Professor Christopher Henshilwood from the University of Bergen is already a holder of an advanced grant from the European Research Council. Now he has also been named as one of the most cited researchers in the world. According to the Highly Cited Researchers2014 ranking, collected by the media and publishing company Thomson Reuters, he is among the world’s top one per cent of most cited researchers in the social sciences and the humanities.

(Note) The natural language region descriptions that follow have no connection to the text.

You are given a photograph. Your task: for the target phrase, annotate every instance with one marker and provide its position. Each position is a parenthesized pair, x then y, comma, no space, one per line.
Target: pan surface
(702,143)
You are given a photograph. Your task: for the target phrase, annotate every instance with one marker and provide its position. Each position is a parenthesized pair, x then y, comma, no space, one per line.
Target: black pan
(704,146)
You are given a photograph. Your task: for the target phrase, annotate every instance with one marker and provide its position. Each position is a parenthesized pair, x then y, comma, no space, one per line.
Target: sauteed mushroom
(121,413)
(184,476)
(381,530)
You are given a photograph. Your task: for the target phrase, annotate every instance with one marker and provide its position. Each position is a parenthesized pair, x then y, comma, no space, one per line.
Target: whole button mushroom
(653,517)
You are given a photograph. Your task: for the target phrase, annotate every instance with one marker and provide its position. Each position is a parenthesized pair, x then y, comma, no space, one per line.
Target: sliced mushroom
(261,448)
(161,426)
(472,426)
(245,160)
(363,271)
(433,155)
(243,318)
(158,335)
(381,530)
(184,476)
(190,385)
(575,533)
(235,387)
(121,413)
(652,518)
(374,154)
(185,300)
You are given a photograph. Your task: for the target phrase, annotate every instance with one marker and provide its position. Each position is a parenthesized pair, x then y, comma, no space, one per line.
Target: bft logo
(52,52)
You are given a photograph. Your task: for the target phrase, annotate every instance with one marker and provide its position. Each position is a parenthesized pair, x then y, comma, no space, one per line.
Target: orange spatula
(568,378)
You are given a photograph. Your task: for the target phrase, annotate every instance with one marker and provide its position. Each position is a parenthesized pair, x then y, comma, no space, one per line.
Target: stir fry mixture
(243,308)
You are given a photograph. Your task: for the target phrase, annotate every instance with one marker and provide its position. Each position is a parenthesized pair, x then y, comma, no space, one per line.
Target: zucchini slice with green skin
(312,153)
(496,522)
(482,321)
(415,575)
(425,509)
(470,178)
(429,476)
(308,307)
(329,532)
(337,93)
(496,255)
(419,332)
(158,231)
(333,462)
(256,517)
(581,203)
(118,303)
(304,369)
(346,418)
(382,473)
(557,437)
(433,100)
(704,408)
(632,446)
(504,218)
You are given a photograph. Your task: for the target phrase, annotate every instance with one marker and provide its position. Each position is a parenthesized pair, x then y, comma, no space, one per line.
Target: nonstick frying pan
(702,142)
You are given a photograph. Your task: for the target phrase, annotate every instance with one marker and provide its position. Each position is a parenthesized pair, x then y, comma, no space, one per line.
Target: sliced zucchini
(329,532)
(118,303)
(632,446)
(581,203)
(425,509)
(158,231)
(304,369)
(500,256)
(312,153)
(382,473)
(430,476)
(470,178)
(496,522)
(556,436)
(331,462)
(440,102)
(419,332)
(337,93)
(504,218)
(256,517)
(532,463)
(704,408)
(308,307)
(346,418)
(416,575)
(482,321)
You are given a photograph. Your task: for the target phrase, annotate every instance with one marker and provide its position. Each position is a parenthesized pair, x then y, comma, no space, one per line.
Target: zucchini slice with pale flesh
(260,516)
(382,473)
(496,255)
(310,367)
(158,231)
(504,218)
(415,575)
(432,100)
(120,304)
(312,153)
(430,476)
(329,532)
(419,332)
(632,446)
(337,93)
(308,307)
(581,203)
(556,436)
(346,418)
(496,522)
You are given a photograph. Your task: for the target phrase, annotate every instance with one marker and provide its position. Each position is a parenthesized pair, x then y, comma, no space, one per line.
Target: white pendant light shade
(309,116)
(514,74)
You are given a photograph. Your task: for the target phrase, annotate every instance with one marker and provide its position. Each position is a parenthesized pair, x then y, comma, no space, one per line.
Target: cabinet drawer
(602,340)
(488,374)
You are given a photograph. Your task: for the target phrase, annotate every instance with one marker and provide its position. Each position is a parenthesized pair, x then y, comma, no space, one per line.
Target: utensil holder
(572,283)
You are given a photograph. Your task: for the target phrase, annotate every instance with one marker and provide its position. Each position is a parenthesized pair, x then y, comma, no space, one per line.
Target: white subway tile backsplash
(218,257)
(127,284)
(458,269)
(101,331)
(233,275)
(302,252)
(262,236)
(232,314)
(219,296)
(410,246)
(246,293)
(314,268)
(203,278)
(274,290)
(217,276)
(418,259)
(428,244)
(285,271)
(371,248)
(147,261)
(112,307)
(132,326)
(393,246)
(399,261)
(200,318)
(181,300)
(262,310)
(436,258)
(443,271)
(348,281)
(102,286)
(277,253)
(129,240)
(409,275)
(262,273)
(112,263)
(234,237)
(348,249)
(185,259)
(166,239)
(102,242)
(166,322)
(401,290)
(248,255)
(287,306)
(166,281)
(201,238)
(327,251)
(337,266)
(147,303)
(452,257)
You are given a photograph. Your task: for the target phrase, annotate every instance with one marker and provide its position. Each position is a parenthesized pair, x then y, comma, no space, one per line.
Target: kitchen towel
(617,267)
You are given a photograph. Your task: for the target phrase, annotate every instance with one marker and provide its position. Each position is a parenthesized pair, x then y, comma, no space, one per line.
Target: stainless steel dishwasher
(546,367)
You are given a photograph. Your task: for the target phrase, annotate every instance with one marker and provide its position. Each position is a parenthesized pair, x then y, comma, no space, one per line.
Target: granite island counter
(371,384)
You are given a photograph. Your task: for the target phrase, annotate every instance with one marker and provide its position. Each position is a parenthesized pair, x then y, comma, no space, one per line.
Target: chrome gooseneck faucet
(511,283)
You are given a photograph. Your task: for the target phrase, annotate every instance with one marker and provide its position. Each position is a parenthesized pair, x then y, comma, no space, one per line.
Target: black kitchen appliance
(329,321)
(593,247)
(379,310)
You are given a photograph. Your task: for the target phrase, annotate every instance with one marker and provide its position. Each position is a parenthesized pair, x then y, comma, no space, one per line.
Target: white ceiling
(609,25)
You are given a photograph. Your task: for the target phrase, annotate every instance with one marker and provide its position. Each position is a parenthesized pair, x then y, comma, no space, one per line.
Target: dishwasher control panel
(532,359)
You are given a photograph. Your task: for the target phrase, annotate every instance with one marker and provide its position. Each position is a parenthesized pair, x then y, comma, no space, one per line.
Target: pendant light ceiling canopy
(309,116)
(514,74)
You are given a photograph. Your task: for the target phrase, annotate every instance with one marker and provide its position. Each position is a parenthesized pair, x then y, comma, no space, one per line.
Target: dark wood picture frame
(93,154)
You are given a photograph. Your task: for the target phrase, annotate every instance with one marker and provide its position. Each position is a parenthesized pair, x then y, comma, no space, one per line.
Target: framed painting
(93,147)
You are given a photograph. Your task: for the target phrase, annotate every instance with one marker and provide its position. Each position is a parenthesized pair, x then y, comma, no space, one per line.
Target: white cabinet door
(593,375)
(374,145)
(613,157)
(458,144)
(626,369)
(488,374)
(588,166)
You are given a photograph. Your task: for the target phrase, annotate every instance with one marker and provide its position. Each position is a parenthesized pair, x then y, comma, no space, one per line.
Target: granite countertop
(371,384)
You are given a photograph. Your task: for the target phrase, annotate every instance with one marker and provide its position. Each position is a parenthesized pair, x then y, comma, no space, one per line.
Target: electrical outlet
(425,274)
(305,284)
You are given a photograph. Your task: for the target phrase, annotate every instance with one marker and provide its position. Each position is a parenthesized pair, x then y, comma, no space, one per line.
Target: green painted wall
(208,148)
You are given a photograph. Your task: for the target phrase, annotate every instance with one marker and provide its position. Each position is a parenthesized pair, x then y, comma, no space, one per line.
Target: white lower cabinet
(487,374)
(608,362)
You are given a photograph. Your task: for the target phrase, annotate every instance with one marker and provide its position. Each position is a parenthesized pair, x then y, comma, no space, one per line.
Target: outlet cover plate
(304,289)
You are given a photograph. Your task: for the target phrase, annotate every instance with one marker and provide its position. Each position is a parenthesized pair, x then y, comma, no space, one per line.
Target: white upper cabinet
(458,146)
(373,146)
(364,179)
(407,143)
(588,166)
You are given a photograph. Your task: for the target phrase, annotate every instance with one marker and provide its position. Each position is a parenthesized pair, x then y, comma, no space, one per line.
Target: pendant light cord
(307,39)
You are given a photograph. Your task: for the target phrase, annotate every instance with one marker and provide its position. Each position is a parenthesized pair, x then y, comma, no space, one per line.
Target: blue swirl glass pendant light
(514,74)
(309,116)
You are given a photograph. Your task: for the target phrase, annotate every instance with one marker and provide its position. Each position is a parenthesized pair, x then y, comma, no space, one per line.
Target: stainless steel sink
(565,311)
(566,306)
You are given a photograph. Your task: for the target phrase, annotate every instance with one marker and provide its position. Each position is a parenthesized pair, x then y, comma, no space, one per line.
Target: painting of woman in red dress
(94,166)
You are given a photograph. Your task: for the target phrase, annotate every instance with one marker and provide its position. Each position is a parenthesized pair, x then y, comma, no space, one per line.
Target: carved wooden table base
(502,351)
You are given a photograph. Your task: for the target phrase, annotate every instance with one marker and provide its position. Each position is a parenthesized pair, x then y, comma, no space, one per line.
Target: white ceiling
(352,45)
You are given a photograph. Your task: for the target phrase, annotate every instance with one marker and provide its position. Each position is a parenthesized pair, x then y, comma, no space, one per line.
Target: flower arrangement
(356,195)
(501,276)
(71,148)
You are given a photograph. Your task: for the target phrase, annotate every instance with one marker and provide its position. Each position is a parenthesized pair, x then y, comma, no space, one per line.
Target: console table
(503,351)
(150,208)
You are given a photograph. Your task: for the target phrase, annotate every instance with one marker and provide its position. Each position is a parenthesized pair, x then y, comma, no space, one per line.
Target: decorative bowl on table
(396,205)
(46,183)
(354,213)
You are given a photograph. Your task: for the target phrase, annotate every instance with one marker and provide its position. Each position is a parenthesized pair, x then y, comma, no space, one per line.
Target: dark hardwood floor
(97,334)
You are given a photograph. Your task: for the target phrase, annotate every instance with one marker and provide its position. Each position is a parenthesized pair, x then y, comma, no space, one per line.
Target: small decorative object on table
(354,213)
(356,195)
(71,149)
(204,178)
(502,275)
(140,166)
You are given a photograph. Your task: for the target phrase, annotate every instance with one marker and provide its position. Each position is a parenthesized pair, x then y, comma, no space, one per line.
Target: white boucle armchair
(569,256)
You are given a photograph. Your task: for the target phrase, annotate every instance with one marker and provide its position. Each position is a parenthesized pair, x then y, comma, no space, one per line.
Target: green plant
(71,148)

The archaeology professor Christopher Henshilwood discovered the Blombos Cave, situated about 300 kilometres east of Cape Town in South Africa where he was born, in 1991. But it was only in February 2002, after more substantial financing had made thorough excavations possible, that he was able to get his most quoted article published in the journal Science. In this article, Emergence of modern human behaviour: Middle Stone Age engravings from South Africa , Henshilwood presented evidence that the age of ‘modern human behaviour’ started in Africa before 75,000 years ago; not 40,000 years ago in Europe, as previous research had suggested. This article alone has been cited by 291 researchers, a very high figure in the fields of the social sciences and the humanities.He is confident that another article, A 100,000-year old Ochre-Processing Workshop at Blombos Cave, South Africa , published in October 2011 in Science, will be among the most cited when Thomson Reuters conduct their next academic citation indexing about ten years from now.
“Thanks to our archaeological sites in South Africa that represent the living places of our earliest common ancestors, Homo sapiens, and all their treasures, I have had many findings to write about,” says Christopher Henshilwood. “These include my publications on the origins of language and symbolism; the effects of climatic variation on human demographics; and the epistemology of the early behavioural evolution of Homo sapiens. My multidisciplinary team has been totally invaluable in regards to putting the findings into context. This is a team victory!”
Professor Henshilwood is also a recipient of a prestigious Advanced Grant from the European Research Council (ERC) and he is academic lead of the TRACSYMBOLS research project.